The Caucasian Hostage
With Andrei Babitsky I met in the first war in 1995. He arrived in Ichkeria which was already in full swing in the war. It was in the Vedeno region where the position of the Chechen armed forces were located, above the Baku-Rostov highway.
The town was already in war and it gradually turned from a classic war defense front to a guerrilla war. We stayed in one of the villages of the Vedeno area when journalists from different agencies came. There were Nicholas Tapuriya, an AFP correspondent; and Babitsky, from Radio Liberty.
The situation of the Armed Forces of Ichkeria was critical. Every week we had to defend positions under pressure from hundreds of times superior Russian forces. In this situation, few journalists risked their lives to go to highland villages. But Babitsky came. With him was his teammate named Yevtushenko. They spent a night with us,
Next morning, we agreed to go to Vedeno, to the main headquarters. But the morning started with Russian air bombings. They bombed the road, and the trip was dangerous.
Early in the morning Babitsky started to wake Yevtushenko saying:
– Sasha, get up, it’s time to go.
Yevtushenko replied:
– Let’s wait a bit.
Andrew: – No. We must go.
– Only after the end of the bombings.
– All the same, get up Sasha, let’s go.
Yevtushenko tried as much as he could to postpone the departure, but still he had to go. Air strikes had no impact on the planned schedule of visits
During the first six months of war, I saw a lot of journalists and humanitarian workers. Often they come to the Chechen side of the front during interruptions in fighting. They always tried to get more information than could be interesting for a journalist or humanitarian workers. They were particularly interested in whether there was a psychological breakdown in the Chechen resistance.

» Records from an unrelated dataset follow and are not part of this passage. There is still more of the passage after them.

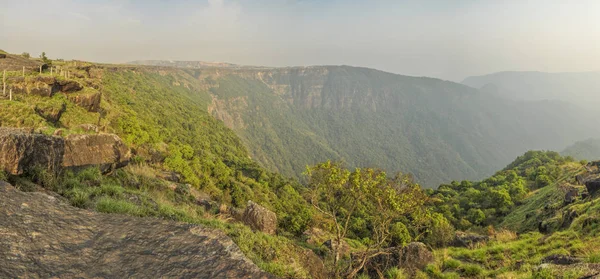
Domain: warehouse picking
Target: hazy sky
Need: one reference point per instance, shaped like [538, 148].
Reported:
[448, 39]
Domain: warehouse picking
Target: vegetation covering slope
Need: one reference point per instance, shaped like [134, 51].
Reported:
[162, 114]
[523, 229]
[436, 130]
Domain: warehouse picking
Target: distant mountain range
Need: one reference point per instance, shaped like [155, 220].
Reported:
[584, 150]
[582, 88]
[434, 129]
[184, 64]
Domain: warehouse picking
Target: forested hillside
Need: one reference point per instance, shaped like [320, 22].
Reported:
[343, 222]
[437, 130]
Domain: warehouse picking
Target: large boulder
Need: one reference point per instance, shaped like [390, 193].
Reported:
[107, 151]
[68, 86]
[260, 218]
[22, 151]
[43, 237]
[412, 257]
[90, 102]
[51, 111]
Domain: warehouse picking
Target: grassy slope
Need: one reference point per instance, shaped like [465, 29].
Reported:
[162, 114]
[511, 255]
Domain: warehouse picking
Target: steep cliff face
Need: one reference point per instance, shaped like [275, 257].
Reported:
[437, 130]
[45, 238]
[21, 150]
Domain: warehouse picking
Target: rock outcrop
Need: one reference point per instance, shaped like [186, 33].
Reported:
[260, 218]
[51, 113]
[462, 239]
[44, 86]
[90, 102]
[45, 238]
[68, 86]
[22, 150]
[106, 151]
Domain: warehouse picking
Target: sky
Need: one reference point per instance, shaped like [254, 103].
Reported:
[447, 39]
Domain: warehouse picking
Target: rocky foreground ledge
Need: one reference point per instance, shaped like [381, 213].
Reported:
[22, 150]
[42, 237]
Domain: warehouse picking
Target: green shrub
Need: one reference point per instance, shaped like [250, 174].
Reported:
[395, 273]
[111, 190]
[451, 264]
[111, 205]
[399, 234]
[593, 258]
[78, 197]
[472, 270]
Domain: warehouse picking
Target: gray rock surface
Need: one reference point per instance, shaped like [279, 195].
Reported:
[41, 237]
[260, 218]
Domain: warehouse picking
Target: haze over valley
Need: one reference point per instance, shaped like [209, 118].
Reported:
[299, 139]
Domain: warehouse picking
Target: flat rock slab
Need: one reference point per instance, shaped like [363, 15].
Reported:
[41, 237]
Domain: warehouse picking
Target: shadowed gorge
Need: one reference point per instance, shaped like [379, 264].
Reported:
[300, 139]
[434, 129]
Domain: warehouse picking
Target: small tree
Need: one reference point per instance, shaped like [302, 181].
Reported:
[45, 58]
[340, 195]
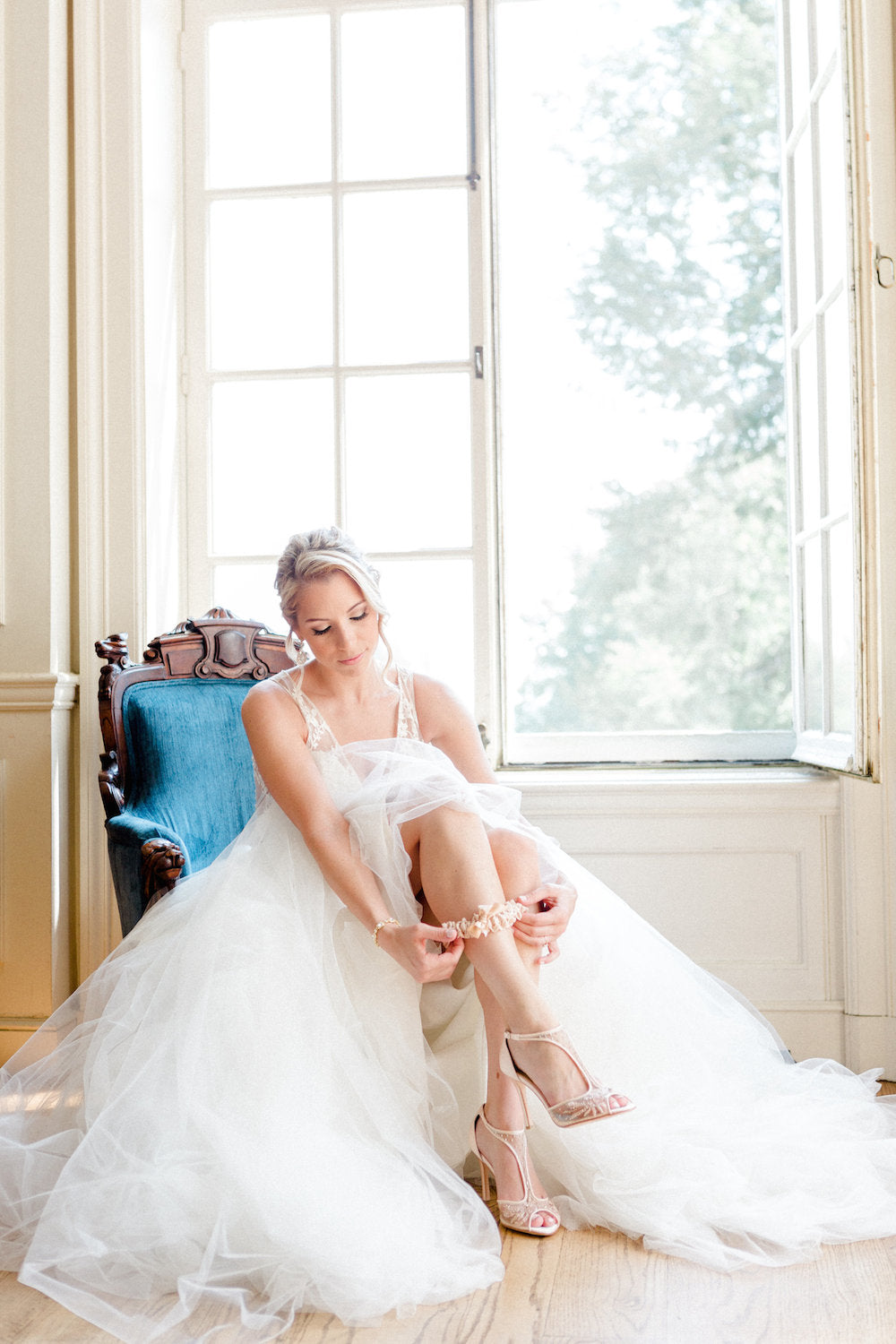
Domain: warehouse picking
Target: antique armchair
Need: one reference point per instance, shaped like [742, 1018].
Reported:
[177, 776]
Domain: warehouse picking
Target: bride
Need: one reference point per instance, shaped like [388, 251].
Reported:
[263, 1099]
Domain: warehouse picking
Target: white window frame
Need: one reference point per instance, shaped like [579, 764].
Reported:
[490, 707]
[199, 379]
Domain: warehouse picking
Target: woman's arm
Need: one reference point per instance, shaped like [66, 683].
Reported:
[277, 734]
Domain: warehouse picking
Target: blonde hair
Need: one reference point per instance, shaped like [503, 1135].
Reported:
[314, 556]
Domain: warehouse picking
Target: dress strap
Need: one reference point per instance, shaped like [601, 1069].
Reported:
[408, 722]
[320, 736]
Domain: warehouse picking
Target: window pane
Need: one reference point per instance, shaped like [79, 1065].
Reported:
[430, 625]
[839, 410]
[406, 277]
[403, 93]
[807, 430]
[271, 461]
[833, 183]
[641, 381]
[401, 430]
[842, 636]
[799, 51]
[247, 590]
[271, 284]
[269, 101]
[804, 230]
[813, 645]
[828, 21]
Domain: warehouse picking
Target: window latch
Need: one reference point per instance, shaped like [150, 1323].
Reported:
[885, 269]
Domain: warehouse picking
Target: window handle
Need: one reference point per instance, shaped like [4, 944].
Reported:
[885, 269]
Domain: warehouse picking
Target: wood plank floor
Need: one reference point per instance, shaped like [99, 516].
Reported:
[592, 1288]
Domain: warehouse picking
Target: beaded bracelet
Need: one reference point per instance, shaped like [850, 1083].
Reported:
[487, 919]
[382, 925]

Andrei very different from those journalists. He was interested in what happens in reality. What for and why Chechens fought in a hopeless war. To say the war was for independence is to say nothing.
Babitsky was not biased against the Chechen resistance. And that made him different as a journalist from many of his colleagues. I can’t say that Andrew shared the ideology of the fighters of the Ichkeria’s armed forces but that is not needed in order to be an honest journalist.
The hatred of Russian secret services and nationalists towards him is explained by his position of impartiality. They did not pardon Babitsky for not being a Kremlin journalist, for not praising Russian soldiers for destroying “gang of mercenaries” for the glory of Russia.
They expressed their hatred in the comments to the article by Babitsky who described a few days he spent in a KGB prison. These people worried only about eating would never understand those who risk for truth and give life for an idea. All they need is some material profit. So is their mentality.
Babitsky and Yevtushenko arrived to the main headquarters of the Ichkeria’s armed forces in a “Niva” car. Our bureau was located in a street near the Vedeno school building where the headquarters of the the Chechen President Aslan Maskhadov was located. Andrei and his colleague went to the headquarters.
Some of us stood in the street when suddenly we heard a loud whistling in the sky. I thought that we shot down another Russian plane and it is falling on us. In the next moment, we fell on the ground, then there was a terrible explosion, and earth mixed with broken bricks fell on us.
When it was quite we ran to see what happened. It turned out that a massive bomber dropped a bomb on the school which was the main headquarters. The explosion broke the four-story school building into two parts. A third part in the middle was completely missing. Babitsky’s wrecked car turned over. It was completely destroyed and unreparable.
Andrew and Yevtushenko went back, all covered with red dust from broken bricks. On the face of Andrew there was no fear, although it was only a miracle that saved him. They missed the explosion being only a few minutes late in arriving to the scene. Andrew felt very sorry about his car turned into a heap of iron.
Why do I recollect all this and write about it? As I said earlier, many journalists from different countries went to cover the Chechen war. Sometimes, some journalists asked the soldiers to shoot into the air for audio recording. First, we did not know why they needed it. But later it was found that editors paid more for reports directly from the fronts, with shootings. But Andrew was not of that kind.
Babitsky was arrested by the Russian military and was nearly murdered. He was arrested to declare him missing. Later the Russians would certainly accuse “militants” of his murder. But it happened so that they could not conceal his arrest, it was widely reported in the media. Only that prevented the KGB (FSB) to kill him. And instead of just releasing him, they organized a cheap performance of exchanging him, a Russian citizen, for another Russian citizen held by the Chechens.
I would like to say to the people commenting the article by Andrei that he wrote in the prison. You, “Internet heroes”, never saw the scene of war, not even in a dream, so shut up.
Babitsky was a new “Hostage of the Caucasus” versus an old one, a hero in a story by a Russian 19 century classic writer Alexander Pushkin. He took part as a reporter in another Russian war against the Chechen people. Being imprisoned for a few days by the KGB, he saw he got a glimpse of how Chechens are treated in these prisons. There are few who survived, not more than one percent of those arrested by the Russians. Most died under terrible torture. And what the Russians do now with tens of thousands of Caucasian Muslims in their prisons, only Allah knows.